Alkoholkonsum in Krisenzeiten: Suchthilfestellen warnen: Hamburg im Corona-Rausch
Bars und Restaurants sind geschlossen. Doch der Alkohol-Konsum der Hamburger ist dadurch nicht gesunken. Im Gegenteil! Die Bürger konsumieren zunehmend zu Hause. Davon profitiert zwar der Einzelhandel, Suchtberatungsstellen aber bereitet das Sorge.
Seit dem Beginn der Corona-Krise ist im Hamburger Einzelhandel zeitweise deutlich mehr Alkohol verkauft worden. Wegen geschlossener Kneipen, Restaurants und den Einschränkungen im öffentlichen Leben, verlagerte sich der Konsum häufig in die eigenen vier Wände. Hamburger Suchthilfeeinrichtungen befürchten deshalb einen Anstieg von problematischem Konsumverhalten und Suchtproblemen.
Schließung der Schulen und Läden bewirkte Alkohol-Einkäufe
„Bei den Norddeutschen landeten besonders in Kalenderwoche 11, in der die Schließung der Geschäfte und Schulen bekannt wurden und viele Arbeitnehmer ihren Arbeitsalltag ins Home Office verlagerten, sowie kurz vor Ostern, mehr Spirituosen im Einkaufswagen“, erklärte Rebecca Hertl, Hamburger Handelsexpertin beim Marktforschungsunternehmen Nielsen. Allerdings habe der Schnaps-Verkauf in anderen Wochen zum Teil sogar unter dem Vorjahresniveau gelegen.
Bundesweit gingen Ende Februar bis Ende März laut dem Nürnberger Marktforschungsinstitut GFK gut ein Drittel mehr Weinflaschen über die Ladentheken als im gleichen Zeitraum 2019. Auch bei klaren Spirituosen wie Gin oder Korn betrug die Steigerung 31,2 Prozent im Vergleich zum Vorjahr. Allerdings gaben die Experten zu Bedenken: Den Zuwächsen im Einzelhandel stehen Umsatzverluste in der Gastronomie gegenüber. Wer nicht im Restaurant oder in der Bar trinken kann, tut es also womöglich einfach zu Hause.
Alkohol in der Corona-Krise: „Keine adäquate Bewältigungsstrategie“
„Dass Substanzkonsum keine adäquate Bewältigungsstrategie für Krisensituationen ist, ist den meisten Menschen natürlich bekannt. Dennoch ist es für Einige gerade in solch belasteten Zeiten nicht ganz einfach, den Alkoholkonsum oder den Konsum von anderen Substanzen im Griff zu behalten“, sagte Christiane Lieb, Geschäftsführerin der Suchtberatungsstelle Sucht-Hamburg.

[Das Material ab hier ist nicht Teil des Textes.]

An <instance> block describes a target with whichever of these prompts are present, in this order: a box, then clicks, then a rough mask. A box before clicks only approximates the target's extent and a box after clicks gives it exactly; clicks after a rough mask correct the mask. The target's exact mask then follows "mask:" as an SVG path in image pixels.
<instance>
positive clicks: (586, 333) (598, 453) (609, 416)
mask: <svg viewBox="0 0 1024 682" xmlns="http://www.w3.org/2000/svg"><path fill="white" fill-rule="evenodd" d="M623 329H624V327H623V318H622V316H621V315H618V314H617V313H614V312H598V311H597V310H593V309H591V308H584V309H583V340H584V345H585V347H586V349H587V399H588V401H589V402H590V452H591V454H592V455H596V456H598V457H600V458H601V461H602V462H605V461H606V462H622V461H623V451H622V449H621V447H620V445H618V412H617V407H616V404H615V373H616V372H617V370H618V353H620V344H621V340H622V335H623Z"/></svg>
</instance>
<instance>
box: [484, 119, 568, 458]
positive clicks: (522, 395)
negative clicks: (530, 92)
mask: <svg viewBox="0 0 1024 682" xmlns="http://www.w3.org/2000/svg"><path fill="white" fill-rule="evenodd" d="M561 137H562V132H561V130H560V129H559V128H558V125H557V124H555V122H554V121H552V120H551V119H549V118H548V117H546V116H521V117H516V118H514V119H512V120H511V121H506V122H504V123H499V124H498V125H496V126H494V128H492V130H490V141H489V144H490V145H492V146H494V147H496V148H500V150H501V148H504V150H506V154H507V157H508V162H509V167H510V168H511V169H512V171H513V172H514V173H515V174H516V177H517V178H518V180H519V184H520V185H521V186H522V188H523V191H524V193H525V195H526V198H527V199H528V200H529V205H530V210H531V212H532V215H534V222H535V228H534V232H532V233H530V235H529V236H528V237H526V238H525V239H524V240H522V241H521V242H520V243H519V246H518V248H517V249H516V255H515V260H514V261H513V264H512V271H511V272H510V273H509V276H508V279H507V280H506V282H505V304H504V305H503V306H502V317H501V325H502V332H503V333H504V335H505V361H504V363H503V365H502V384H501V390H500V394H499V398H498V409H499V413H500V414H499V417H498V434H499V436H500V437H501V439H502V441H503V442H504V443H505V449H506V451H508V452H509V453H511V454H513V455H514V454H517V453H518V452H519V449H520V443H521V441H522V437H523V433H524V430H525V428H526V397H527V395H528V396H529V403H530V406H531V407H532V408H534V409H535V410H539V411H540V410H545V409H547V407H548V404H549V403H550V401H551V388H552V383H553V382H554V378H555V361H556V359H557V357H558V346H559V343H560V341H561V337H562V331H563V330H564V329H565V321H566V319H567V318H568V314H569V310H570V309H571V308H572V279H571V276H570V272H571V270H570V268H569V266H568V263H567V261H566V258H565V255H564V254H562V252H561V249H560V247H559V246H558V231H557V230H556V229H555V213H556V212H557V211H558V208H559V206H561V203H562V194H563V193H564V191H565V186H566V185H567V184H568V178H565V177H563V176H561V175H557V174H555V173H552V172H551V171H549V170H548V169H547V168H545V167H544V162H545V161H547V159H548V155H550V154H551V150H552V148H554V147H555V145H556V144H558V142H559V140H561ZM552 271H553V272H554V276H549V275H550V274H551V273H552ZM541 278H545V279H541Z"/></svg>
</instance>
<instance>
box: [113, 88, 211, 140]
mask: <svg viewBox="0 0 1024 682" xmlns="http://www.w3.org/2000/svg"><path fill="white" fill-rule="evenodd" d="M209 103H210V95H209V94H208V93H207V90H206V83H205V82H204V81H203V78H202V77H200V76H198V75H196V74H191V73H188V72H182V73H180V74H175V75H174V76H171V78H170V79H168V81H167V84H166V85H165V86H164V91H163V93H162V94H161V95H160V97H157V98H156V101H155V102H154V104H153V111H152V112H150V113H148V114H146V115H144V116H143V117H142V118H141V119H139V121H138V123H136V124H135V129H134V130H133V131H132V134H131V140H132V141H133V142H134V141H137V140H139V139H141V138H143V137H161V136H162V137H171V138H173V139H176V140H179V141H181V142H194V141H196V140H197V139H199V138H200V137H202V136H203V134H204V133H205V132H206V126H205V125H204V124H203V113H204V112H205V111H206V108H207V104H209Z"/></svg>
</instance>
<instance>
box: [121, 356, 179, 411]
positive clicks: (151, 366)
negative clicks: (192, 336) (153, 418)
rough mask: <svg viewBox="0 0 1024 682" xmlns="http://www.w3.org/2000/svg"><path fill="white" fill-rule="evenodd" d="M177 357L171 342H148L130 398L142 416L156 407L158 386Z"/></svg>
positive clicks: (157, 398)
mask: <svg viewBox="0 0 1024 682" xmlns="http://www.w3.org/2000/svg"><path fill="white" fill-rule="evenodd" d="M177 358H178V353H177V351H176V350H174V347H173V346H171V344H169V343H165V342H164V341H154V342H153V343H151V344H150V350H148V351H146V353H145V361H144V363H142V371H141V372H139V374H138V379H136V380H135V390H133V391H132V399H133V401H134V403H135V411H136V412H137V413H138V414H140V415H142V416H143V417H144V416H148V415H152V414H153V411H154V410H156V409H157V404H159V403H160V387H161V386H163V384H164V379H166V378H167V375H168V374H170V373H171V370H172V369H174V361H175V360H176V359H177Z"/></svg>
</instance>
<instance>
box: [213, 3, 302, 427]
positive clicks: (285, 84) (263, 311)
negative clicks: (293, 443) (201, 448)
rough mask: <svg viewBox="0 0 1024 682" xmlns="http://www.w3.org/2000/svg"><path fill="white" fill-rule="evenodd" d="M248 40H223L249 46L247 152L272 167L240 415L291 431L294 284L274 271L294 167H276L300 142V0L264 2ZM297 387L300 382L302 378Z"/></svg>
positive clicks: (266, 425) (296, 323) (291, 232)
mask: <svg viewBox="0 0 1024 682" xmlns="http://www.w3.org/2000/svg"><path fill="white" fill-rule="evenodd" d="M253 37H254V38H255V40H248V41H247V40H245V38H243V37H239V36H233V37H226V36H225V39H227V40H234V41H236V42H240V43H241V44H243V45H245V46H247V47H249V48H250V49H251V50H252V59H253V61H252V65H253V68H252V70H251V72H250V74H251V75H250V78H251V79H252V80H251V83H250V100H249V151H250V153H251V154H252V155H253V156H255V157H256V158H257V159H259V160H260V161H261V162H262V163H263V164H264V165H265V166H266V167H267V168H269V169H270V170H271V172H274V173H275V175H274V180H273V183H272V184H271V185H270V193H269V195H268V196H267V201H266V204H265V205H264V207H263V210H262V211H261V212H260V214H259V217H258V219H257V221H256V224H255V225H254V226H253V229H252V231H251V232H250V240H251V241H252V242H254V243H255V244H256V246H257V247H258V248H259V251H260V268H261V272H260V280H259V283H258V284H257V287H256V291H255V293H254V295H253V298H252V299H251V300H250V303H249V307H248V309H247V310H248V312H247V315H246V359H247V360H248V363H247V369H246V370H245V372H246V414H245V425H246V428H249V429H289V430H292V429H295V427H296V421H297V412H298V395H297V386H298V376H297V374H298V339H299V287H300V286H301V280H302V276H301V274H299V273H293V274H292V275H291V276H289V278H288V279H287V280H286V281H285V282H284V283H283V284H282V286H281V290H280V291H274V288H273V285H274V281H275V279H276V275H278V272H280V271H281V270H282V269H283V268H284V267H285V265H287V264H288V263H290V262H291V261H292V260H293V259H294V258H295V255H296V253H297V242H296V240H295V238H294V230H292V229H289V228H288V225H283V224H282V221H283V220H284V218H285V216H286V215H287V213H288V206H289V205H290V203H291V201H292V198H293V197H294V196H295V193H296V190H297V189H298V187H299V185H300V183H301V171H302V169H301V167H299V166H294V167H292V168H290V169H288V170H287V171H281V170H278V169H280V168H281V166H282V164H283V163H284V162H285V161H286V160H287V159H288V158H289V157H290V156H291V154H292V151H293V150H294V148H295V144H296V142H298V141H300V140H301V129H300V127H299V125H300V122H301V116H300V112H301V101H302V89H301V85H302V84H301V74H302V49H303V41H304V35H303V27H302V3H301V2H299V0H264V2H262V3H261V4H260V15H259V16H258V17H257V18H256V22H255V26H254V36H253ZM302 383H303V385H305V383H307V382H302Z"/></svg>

Das könnte Sie auch interessieren: Ängste und Corona – das sagen Psychotherapeuten
Frédéric David, Inhaber von Jacques‘ Wein-Depot am Mühlenkamp, einer schicken Gastromeile in Hamburg-Winterhude, profitiert von der Krise. Neben Wein verkauft er im Moment auch viel Käse und andere Spezialitäten, wie er sagt. Im April habe er in seinem Laden rund 20 Prozent mehr Umsatz gemacht als in einem normalen Monat. „Die Leute haben in der Krise ein großes Bedürfnis, es sich zu Hause schön zu machen.“
Vineyard in Eimsbüttel: Kunden kaufen mehr Wein für zu Hause
Anders geht es dem Weinhandel Vineyard in Hamburg-Eimsbüttel. Er beliefert hauptsächlich Großkunden aus dem Gastrobereich, aber Restaurants und Kneipen sind geschlossen. Gastronomin Elke Berner bezeichnet ihre Lage als „sehr kritisch“. Ihre Einnahmen aus diesem Bereich seien komplett weggebrochen. Immerhin werde aber auch in ihrem Laden etwas mehr Wein für daheim verkauft.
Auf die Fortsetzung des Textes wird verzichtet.